Vous avez mentionné que votre album offre une variété d’histoires musicales. Quelle est l’histoire ou le message principal que vous espériez communiquer à travers ce travail?
Je crois que c’est une peu à chaque auditeur d’imaginer sa propre histoire selon son vécu ou son imaginaire. Pour ma part, j’ai plutôt plongé dans mes souvenirs d’enfance. Je peux dire que je ne me suis jamais ennuyé, que ça soit dans ma cité brestoise ou dans mon village de l’Yonne.
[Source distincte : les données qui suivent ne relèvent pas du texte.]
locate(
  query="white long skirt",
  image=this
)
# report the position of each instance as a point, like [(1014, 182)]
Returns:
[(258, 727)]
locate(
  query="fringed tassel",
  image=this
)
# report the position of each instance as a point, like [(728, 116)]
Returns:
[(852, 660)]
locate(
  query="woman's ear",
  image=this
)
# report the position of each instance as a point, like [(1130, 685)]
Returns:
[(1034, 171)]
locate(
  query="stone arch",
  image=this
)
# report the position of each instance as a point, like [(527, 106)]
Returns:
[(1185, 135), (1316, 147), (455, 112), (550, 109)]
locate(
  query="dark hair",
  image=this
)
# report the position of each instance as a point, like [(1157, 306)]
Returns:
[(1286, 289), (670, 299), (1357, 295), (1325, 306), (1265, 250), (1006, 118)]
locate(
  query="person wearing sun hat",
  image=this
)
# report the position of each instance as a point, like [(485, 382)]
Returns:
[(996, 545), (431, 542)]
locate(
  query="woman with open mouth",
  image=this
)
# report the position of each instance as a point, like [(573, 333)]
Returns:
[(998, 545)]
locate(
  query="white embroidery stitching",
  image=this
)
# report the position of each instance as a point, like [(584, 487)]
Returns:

Les champs, la forêt, les maisons en ruines, les jardins des voisins, les caves de mon immeuble, ou même l’intimité de ma chambre étaient mes terrains de jeux.
Je n’ai pas de message à transmettre et je vais éviter le “c’était mieux avant”.
L’école de Canterbury est un sous-texte léger mais reconnaissable dans votre musique. Comment avez-vous équilibré l’incorporation d’influences sans perdre votre voix artistique distinctive?
Je ne peux pas renier le fait d’écouter depuis belle lurette, beaucoup de groupes et artistes rattachés à ce courant musical. Des groupes comme National Health, Gilgamesh, Soft Machine, Khan, Egg et bien d’autres m’ont fasciné, me fascinent et me fascineront. De même pour des musiciens tels que Dave Stewart, Allan Gowen, Mike Ratledge et Karl Jenkins. Je suppose que cela a dû influencer ma musique mais rien de vraiment obsessionnel. Cela s’est fait naturellement je suppose, de par mes choix artistiques comme l’absence de structure couplet/refrain, l’utilisation régulière du Fender Rhodes et de l’orgue saturé, l’absence de chant et l’utilisation de signatures rythmiques souvent non linéaire.
J’aime que mes compositions soient riches en rebondissement avec des thèmes variés. Pour cela, je passe beaucoup de temps à travailler les arrangements pour que mes compositions sonnent le plus fluide possible à l’auditeur.
“Maraude automnale” semble également refléter des thèmes sociaux, du titre aux dernières pistes. Comment envisagez-vous le rôle de la musique dans l’exploration et la confrontation des questions sociales ou dans la réflexion sur les dynamiques contemporaines ?
Comme expliqué plus haut, le titre de l’album ne fait pas référence aux volontaires de la croix rouges qui arpentent les rues pour amener du réconfort aux sans-abris.
“Au forum des commérages” est un titre trouvé par Frédéric, qui fait référence au niveau variable des discussions passionnées que l’on peut trouver sur internet et les réseaux sociaux.
Sinon, concernant la dernière question, je ne vais pas m’improviser sociologue donc je passe.